Secondly, when effectively executed, it becomes part of a company’s operating – strategic culture that can consistently lead to fuller utilization of those assets, i.e., identifying opportunities to (maximize) extract more value!
Decision makers can literally kick start the process of aligning their intangible assets with their business strategy by: (a.) determining who, how, and where intangible assets are being produced (exist) within the company, and (b.) identifying the relationships, connections, and approximating the contribution (value) those intangible assets produce internally and externally relative to the company’s products, services, brand, goodwill, image, reputation, etc., in other words ‘value’. For example…
1. the insight and perspective gleaned from competitor-market research or focus groups are intangible assets that can also be applied to other business units in addition to its traditional use by marketing, sales, or new product development departments’…
2. making a company website ‘user friendly and content rich’ for customers – clients is an intangible asset that can also be utilized to build and enhance customer-client loyalty, identify new services or products, and help translate – market other opportunities for website users…

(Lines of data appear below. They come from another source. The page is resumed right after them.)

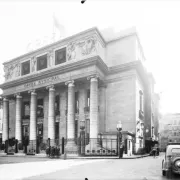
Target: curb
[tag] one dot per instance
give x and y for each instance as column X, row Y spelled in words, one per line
column 62, row 157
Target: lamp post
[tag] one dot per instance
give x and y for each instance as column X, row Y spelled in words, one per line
column 119, row 129
column 82, row 137
column 147, row 147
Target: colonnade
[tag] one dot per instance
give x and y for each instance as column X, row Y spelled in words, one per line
column 51, row 113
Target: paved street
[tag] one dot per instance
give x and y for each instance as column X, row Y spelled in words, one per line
column 112, row 169
column 106, row 169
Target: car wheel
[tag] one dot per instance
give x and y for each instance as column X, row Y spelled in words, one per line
column 163, row 172
column 169, row 174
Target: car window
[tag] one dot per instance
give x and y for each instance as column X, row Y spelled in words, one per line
column 175, row 151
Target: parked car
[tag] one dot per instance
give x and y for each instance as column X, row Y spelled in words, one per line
column 171, row 161
column 157, row 152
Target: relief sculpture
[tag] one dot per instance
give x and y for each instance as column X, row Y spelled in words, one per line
column 50, row 58
column 71, row 53
column 33, row 64
column 12, row 71
column 88, row 46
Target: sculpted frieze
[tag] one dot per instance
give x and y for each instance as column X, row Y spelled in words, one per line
column 50, row 58
column 12, row 71
column 81, row 48
column 88, row 46
column 71, row 53
column 33, row 64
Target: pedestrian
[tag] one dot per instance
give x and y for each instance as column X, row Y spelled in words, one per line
column 154, row 151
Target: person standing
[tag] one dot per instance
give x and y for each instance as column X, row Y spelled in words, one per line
column 154, row 151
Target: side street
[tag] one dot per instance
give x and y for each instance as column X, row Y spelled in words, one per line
column 24, row 168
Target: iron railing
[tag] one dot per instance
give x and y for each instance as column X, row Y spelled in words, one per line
column 55, row 147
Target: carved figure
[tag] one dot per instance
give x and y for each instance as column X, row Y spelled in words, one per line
column 12, row 71
column 33, row 64
column 88, row 46
column 50, row 58
column 71, row 53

3. the technical know how, employee expertise, and institutional memory/experience emanating from a particular business unit constitutes intangible assets and can be assessed-examined for its cross-function appliction elsewhere (internally, externally) to solve relevant problems or challenges or contribute to new/existing products and services vs. hiring outside consultants…
4. proprietary employee training materials represent intangible assets that can be extrapolated by a company’s marketing-sales department to elevate customer-client familiarity and/or understanding of certain products, services, or even ‘trouble shooting’ to boost sales, goodwill, or even introduce new customers-clients to those products or services, and
5. ‘what works and what doesn’t work’ relative to R&D projects, new product/service development, etc., can be used throughout a company to become more competitive by saving and/or (re-)directing resources more efficiently and effectively.
Taken literally, aligning a company’s intangible assets with its business strategy means recognizing that most all decisions related to the utilization of intangible assets, IP, know how, and competitive advantages are business decisions, not solely legal processes. Therefore, decision makers are obliged (as a fiduciary responsibility) to exercise more management, oversight, and stewardship of those assets and the internal and external network of connections and relationships those assets produce. (Adapted from an article authored by Ron Carson, Innovation Asset Group, and an ‘Article Alley’ article published on 2-1-08)
And, as always, in the present nanosecond, hyper-competitive, winner-take-all global business environment, those fiduciary responsibilities must also include sustaining, (protecting, preserving) control, use, ownership, and value of those assets because the alternatives are rapidly becoming not only loss of asset value or competitive position, but ceasing to exist!